A vida corre sob nossos pés, são os rios soterrados de São Paulo.
A notícia de que existe água em estado líquido em Marte vai completar 10 anos. Acredito que excite cientistas, astronautas e aqueles trilionários, que se divertem ao gastar rios de dinheiro em aventuras galácticas. Cá para nós, é água que passarinho não bebe. Primeiro porque não há passarinho em Marte, segundo porque a água é salgada e foi encontrada a 60 graus negativos.
Também nessa época, entre 2014 e 2015, São Paulo viveu a pior seca de sua história.
Se você, amiga leitora ou camarada leitor, perguntar qual a relação da descoberta no planeta vermelho com o banho de balde aqui em casa, responderei com a sinceridade de uma criança de 4 anos: Nenhuma!
Sem praia, com poucas lagoas e os rios poluídos, São Paulo dá impressão de cidade árida. Lorota. Se falta na superfície, sobra no subterrâneo.
Estudiosos já contaram pelo menos 300 rios e córregos invisíveis. Para nossa vergonha, permitimos que sufocassem o Saracura, o Itororó, o Cabuçu de Baixo, o Pacaembu, o Sapateiro. Genocídio ambiental para os carros passarem.
Águas passadas não movem moinhos, mas como seria bom passear de canoa, tomar banho de rio ou pescar bem pertinho de casa.
Quem sabe num futuro próximo uma prefeita corajosa não ressuscite toda essa riqueza para a cidade transbordar vida e beleza?
Quem se deixa levar pela correnteza paulistana, logo se encharca em outras bandas. A zona sul tem o bairro da Água Funda, pois na zona leste emergiu a Água Rasa. No oeste, Água Branca, e ao norte, que é mais fresco, Água Fria.
Muita água passou por baixo da ponte e jorraram outros nomes: Cachoeirinha, Rio Pequeno, Jardim Pantanal e o Sacomã, que significa água boa de beber.
A rua Ribeirão Preto é vizinha de margem da Rio Claro. Na Vila Anglo, andei pelas calçadas da Bica de Pedra em direção à Travessa Vazante.
Dar com os burros n’água faz parte.

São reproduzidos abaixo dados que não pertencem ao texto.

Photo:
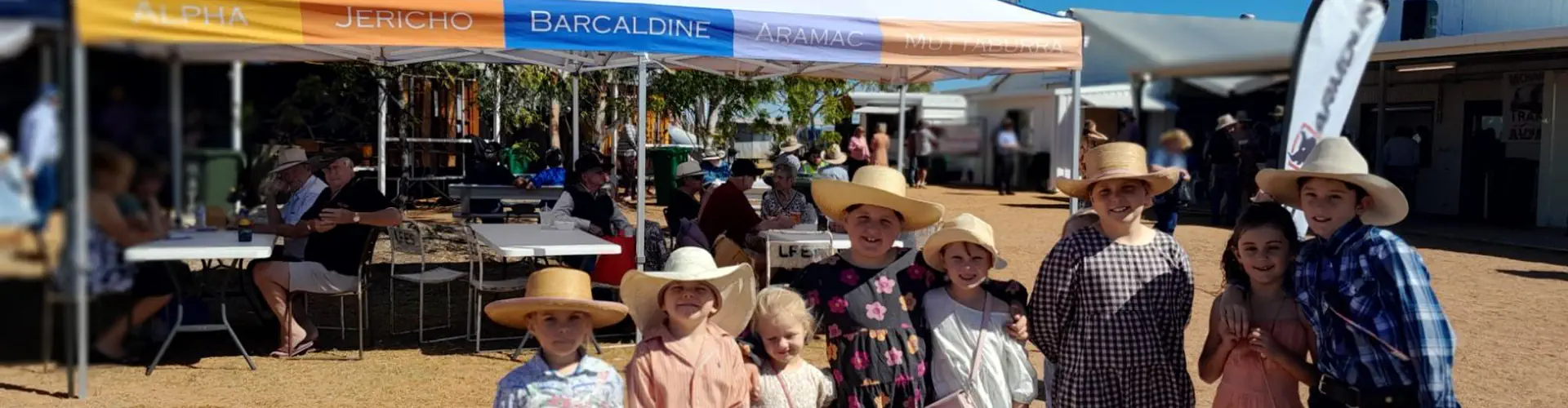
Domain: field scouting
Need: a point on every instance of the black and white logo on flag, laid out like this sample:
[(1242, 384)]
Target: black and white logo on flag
[(1334, 46)]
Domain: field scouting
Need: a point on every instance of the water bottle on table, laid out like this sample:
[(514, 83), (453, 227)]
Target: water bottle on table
[(245, 224)]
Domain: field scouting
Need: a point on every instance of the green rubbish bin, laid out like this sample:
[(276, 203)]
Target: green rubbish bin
[(666, 162), (212, 175)]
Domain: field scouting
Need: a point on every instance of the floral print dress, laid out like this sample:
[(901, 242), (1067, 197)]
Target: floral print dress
[(877, 348)]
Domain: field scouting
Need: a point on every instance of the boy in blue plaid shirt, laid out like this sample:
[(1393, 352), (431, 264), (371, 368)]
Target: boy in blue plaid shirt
[(1382, 336)]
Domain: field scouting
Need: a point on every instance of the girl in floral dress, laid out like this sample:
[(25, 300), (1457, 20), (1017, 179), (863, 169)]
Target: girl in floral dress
[(867, 297)]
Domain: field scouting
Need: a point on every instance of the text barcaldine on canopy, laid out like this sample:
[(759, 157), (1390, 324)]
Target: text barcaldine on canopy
[(541, 20)]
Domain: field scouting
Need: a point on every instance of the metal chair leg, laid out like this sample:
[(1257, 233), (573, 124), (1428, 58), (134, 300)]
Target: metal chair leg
[(47, 343)]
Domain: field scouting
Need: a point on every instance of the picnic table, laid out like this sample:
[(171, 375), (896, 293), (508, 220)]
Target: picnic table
[(792, 250), (468, 192), (203, 245), (535, 241)]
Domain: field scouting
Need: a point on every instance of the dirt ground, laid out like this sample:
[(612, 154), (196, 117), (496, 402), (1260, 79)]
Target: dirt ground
[(1506, 305)]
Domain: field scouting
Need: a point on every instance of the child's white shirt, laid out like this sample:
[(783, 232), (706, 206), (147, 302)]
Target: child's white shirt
[(1004, 375)]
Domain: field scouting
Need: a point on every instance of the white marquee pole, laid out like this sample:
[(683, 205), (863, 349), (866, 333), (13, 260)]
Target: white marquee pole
[(1078, 132), (576, 120), (642, 151), (903, 86), (381, 135)]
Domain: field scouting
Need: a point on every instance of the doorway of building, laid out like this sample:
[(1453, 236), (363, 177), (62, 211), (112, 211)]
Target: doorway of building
[(1482, 157)]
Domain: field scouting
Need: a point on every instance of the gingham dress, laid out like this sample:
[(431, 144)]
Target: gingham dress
[(1112, 319)]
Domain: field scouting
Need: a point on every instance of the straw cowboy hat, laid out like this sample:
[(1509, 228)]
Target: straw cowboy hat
[(1118, 161), (963, 228), (835, 156), (289, 157), (737, 289), (875, 185), (1227, 122), (688, 170), (555, 289), (791, 143), (1336, 159)]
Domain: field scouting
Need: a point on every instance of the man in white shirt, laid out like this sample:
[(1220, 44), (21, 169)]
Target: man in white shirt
[(39, 151), (1401, 159), (291, 173)]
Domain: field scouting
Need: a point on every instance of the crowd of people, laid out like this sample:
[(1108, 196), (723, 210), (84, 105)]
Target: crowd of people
[(1351, 313)]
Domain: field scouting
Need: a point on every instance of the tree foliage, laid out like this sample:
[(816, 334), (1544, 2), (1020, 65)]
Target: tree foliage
[(809, 100), (700, 102)]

Insista, reme a favor da maré e desembarcará na rua Água Preta. Levante a âncora, que o Jardim Jangadeiro e a comunidade da Caixa Dágua são filhas do mesmo peixe.
Rio Doce, Rio Negro, Rio Verde... basta dobrar a esquina.

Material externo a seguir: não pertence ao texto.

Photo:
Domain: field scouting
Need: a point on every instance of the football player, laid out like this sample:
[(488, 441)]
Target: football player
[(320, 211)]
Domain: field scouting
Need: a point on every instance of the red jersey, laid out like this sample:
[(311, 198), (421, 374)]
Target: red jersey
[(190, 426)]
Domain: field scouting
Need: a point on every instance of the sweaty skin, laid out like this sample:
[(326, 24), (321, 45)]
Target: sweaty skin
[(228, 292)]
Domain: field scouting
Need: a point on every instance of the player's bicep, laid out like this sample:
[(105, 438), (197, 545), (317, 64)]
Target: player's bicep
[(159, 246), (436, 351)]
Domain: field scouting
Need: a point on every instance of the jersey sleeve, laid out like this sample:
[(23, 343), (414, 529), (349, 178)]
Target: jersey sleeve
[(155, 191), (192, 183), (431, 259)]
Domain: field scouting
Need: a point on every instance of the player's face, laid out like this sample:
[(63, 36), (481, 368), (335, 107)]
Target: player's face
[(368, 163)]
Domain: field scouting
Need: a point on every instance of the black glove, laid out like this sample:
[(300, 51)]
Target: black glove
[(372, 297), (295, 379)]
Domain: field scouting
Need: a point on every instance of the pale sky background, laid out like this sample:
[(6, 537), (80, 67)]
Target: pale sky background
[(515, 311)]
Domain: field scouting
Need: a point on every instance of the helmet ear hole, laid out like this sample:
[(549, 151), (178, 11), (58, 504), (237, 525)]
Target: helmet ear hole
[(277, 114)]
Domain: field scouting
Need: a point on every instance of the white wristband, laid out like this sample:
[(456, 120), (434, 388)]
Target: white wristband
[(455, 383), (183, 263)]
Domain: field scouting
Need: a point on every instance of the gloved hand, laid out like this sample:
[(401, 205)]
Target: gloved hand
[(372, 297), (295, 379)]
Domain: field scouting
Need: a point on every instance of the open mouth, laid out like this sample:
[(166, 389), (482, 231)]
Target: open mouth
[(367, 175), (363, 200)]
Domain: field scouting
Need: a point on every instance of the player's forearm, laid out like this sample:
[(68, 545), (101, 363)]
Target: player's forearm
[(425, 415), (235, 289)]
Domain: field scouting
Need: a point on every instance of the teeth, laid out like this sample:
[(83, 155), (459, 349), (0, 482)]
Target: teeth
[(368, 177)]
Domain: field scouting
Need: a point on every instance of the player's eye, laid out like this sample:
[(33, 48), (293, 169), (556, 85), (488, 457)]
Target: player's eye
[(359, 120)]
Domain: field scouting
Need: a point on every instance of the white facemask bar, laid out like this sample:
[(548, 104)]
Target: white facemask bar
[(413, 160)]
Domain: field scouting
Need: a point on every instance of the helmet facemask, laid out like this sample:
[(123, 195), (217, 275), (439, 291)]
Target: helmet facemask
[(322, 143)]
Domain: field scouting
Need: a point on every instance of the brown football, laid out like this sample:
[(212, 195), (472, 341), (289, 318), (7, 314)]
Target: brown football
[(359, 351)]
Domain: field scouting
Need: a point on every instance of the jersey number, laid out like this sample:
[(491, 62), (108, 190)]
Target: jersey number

Ao ler o livro, O Pai dos Burros, do escritor Humberto Werneck, reencontrei uma infinidade dos chamados ditos populares. Alguns usam, diretamente ou não, a palavra água. E nessa crônica, apenas uma gota no oceano, abusei deles.
São frases feitas que um dia foram poéticas e impactantes. Depois, de tão usadas, se desgastaram e viraram o que a gente chama de clichê.
Todo dia aparecem na imprensa e na boca do povo.
A chuva não dá trégua.
Tempestade em copo d’água.
De alma lavada.
Nem tanto ao mar nem tanto à terra.
Humberto, amigo das palavras, compôs um divertido dicionário de lugares-comuns. A gente lê até debaixo d’água.
Neste ponto do texto, já perto das 500 palavras, prometo: desta água não mais beberei e nesta escrita não insistirei.
Seria como chover no molhado.
*O Pai dos Burros, de Humberto Werneck, foi publicado pela Arquipélago Editorial, em 2014.
*Luis Cosme Pinto é autor de Birinaites, Catiripapos e Borogodó, da Kotter. O livro foi semifinalista do prêmio Jabuti 2024.